Michael J. Piore and Charles F. Sabel were two professors at MIT who warned in the 1980s that the Fordist model of work was about to come to an end, and perhaps should be brought to an end:
Piore and Sable explain the rise of post-Fordism:
Many signs suggest that the Fordist model of organization is being challenged by new forms of the division of labor. International competition and … domestic conflicts … are driving many large firms out of mass markets for standardized goods. To survive this challenge manufacturers have no choice but to produce more-specialized, higher-quality products … Where Fordism calls for the separation of conception from execution, the substitution of unskilled for skilled labor and special-purpose for universal machines … specialization often demands the reverse: collaboration between skilled designers and skilled producers to make a variety of goods with general-purpose machines.
What different forms this collaboration can take … provokes broader debate about our fundamental ideas of hierarchy … By modifying currently existing technologies, shop-floor organization, and managerial hierarchies, existing Fordist firms may be able to meet the changing demand … [It] is … conceivable that the changes underway could lead to … new types of workers whose activities and self-conceptions cut across [older] boundaries.

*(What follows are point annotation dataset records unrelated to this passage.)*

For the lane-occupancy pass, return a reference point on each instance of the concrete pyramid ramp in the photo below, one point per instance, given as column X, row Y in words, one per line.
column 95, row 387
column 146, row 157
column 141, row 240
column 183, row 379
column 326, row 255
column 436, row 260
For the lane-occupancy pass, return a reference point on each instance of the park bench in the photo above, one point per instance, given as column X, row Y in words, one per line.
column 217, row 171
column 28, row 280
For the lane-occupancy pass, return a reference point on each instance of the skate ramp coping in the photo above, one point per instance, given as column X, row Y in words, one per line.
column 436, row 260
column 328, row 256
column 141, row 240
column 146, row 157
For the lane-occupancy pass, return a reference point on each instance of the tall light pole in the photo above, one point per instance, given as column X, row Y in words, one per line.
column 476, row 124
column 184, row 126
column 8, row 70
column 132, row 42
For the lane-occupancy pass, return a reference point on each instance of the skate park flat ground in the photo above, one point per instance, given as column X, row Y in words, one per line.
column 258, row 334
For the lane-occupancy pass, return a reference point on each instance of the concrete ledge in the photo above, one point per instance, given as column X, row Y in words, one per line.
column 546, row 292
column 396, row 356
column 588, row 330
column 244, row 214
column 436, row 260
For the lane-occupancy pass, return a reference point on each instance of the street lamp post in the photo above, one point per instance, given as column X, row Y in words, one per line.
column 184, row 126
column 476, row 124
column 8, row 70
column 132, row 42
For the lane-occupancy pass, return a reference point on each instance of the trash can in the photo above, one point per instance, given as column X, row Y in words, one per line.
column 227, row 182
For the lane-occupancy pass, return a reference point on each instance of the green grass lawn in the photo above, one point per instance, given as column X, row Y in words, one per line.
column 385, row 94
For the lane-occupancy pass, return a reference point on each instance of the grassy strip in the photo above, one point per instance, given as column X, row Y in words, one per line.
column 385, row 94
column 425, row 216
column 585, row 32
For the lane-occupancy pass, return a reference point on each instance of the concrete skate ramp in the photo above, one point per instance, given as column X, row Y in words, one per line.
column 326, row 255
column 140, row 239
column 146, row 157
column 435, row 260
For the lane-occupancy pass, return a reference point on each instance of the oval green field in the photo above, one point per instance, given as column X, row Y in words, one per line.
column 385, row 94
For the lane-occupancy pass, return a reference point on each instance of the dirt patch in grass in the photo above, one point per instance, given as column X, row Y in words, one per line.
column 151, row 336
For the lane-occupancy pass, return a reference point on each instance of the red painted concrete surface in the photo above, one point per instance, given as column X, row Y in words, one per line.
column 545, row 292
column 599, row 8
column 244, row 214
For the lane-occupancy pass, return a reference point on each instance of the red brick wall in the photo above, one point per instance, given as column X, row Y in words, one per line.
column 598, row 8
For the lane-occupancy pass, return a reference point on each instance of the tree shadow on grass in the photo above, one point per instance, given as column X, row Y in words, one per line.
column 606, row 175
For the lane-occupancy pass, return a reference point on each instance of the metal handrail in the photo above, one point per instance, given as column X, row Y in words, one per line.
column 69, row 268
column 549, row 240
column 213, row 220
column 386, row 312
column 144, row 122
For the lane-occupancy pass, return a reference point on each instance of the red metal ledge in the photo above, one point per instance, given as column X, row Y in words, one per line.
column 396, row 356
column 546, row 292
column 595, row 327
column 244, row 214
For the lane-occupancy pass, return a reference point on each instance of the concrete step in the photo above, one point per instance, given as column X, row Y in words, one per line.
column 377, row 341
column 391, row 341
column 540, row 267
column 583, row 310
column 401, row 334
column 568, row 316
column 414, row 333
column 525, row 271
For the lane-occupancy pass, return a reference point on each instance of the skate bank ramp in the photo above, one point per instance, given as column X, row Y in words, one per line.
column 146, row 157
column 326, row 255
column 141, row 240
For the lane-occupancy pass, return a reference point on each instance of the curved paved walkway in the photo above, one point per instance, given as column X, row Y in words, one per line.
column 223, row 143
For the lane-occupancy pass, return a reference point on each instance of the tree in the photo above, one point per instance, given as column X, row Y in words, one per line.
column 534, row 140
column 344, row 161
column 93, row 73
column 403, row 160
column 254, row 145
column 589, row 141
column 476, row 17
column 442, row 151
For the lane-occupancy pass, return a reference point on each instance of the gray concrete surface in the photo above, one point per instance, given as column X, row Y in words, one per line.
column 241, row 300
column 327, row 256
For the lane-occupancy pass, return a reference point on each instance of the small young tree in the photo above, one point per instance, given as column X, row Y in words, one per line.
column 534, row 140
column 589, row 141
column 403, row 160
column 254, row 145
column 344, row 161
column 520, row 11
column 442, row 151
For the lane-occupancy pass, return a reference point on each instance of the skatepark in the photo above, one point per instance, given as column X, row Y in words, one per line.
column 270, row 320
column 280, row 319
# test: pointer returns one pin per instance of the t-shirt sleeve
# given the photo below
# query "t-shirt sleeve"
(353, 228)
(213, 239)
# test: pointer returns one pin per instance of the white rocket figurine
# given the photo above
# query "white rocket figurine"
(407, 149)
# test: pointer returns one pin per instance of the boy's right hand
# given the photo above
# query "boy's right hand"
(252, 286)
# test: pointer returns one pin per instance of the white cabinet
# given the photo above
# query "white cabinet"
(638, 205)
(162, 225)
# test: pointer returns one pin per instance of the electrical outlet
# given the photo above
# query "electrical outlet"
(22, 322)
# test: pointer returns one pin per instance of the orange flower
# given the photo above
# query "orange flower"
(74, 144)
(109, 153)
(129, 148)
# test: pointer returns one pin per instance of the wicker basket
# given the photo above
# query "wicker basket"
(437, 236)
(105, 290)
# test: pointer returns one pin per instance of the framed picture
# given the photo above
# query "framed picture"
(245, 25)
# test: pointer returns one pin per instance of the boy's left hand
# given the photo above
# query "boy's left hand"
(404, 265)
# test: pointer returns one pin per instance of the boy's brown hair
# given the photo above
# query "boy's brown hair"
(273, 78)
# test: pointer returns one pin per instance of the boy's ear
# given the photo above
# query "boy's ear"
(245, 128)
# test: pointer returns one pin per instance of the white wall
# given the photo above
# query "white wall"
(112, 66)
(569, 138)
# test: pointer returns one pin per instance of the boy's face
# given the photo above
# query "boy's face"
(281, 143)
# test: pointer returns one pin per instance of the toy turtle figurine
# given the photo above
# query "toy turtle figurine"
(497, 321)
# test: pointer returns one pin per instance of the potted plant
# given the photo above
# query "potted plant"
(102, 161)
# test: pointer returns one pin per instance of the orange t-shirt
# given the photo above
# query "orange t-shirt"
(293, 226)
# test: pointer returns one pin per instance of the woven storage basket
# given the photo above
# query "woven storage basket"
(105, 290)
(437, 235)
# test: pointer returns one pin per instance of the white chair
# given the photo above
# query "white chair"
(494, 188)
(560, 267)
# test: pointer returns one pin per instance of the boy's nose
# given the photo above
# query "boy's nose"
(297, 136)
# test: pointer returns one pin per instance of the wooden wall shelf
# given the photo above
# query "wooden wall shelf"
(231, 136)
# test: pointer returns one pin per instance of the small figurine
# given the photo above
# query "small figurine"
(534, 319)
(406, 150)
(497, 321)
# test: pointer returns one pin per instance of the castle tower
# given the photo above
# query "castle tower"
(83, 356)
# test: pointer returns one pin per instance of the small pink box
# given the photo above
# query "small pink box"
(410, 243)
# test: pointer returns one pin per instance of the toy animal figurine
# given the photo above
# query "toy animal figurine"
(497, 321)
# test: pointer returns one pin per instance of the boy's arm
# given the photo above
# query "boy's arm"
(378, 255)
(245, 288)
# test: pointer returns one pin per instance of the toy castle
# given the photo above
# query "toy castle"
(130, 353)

The … company-level response we will call flexible specialization … [This] is a strategy of permanent innovation: accommodation to ceaseless change, rather than an effort to control it. This strategy is based on flexible—multi-use—equipment; skilled workers; and the creation, through politics, of an industrial community that restricts the forms of competition to those favoring innovation. For these reasons, the spread of flexible specialization amounts to a revival of craft forms of production that were emarginated at the [origins of mass production].